The Art School at Laguna Gloria
For over 50 years, The Art School has offered an astounding array of classes for children and adults at the stunning Laguna Gloria on Lake Austin. Opportunities for artistic exploration range from the prehistoric—stone carving—to the ultra-modern—iPhoneography—and everything in between.
Make It Sweet
The largest cake supply store in Central Texas, Make It Sweet carries everything you need to perfect your confections. Their classes fill up quickly and range from the classic (pie baking, tiered cakes) to the deliciously whimsical (cakes that look like tacos or tiny animals made from modeling chocolate).
Round Rock Honey Beekeeping School
This three-hour course teaches the bee-curious everything they need to know about starting their own apiary. Students will learn all about sustainable beekeeping and honey production practices before suiting up and interacting with one of Round Rock Honey’s hives.
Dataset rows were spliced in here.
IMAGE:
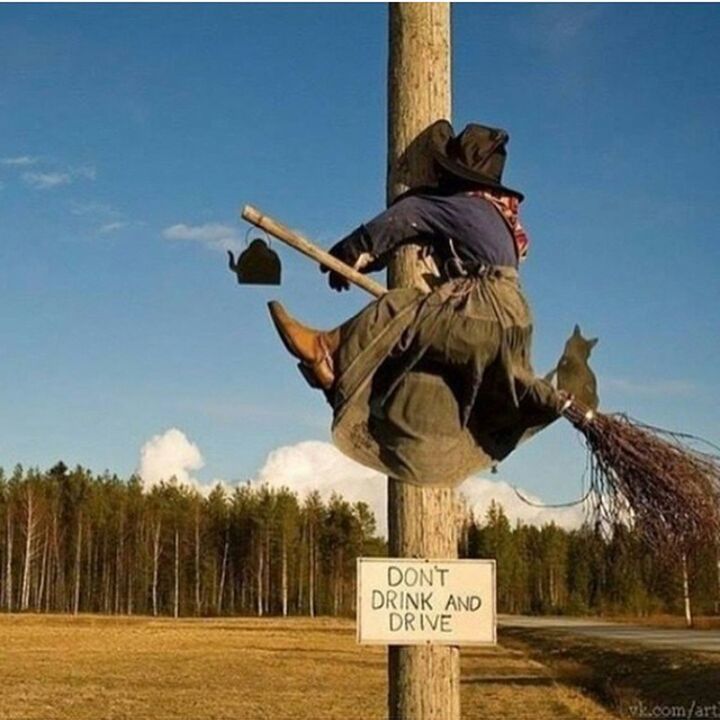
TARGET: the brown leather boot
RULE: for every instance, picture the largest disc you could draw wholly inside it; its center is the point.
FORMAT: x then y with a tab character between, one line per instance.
314	348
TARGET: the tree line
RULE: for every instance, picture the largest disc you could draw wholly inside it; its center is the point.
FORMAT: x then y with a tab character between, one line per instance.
72	541
590	570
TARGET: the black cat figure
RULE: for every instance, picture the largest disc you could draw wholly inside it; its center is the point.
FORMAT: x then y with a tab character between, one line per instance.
573	372
257	265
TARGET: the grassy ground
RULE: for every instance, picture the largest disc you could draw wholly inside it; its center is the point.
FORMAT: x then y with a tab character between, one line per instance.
632	680
92	668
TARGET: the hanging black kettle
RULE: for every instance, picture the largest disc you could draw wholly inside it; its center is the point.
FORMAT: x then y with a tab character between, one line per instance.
258	264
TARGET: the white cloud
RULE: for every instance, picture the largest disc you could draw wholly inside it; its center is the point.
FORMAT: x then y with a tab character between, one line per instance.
85	171
314	465
19	161
651	388
51	179
111	227
213	235
321	466
100	210
43	181
167	455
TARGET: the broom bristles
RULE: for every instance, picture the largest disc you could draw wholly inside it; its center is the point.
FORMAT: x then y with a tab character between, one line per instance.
650	477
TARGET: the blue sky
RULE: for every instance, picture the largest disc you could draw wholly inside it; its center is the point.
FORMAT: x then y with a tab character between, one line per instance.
131	134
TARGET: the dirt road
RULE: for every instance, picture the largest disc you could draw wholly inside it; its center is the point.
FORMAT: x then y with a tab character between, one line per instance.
694	640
Whether you’re a lifelong crafter or a sew-phobic newbie, this charming studio and its disarming instructors will put you at ease. Learn everything from sewing machine basics to advanced garment design, plus stamp carving, fabric dyeing, crochet, and more. Discover a host of unique fabrics and vintage crafting supplies in their shop.
Sustainable Food Center
The SFC’s food gardening classes are held in the fall and spring planting seasons and are tailored specifically to Austin-area gardeners, covering everything from raised bed construction to pest management. The paid classes at this local non-profit allow them to offer free classes at Austin schools, rec centers, and shelters.
This expansive DIY workshop and fabrication studio is a maker’s ultimate playground, offering access to laser cutters, 3-D printers, a woodshop, welding stations, and much more. Members can reserve and use TechShop tools, but anyone can take classes ranging from 3-D modeling to soldering to garden bench construction.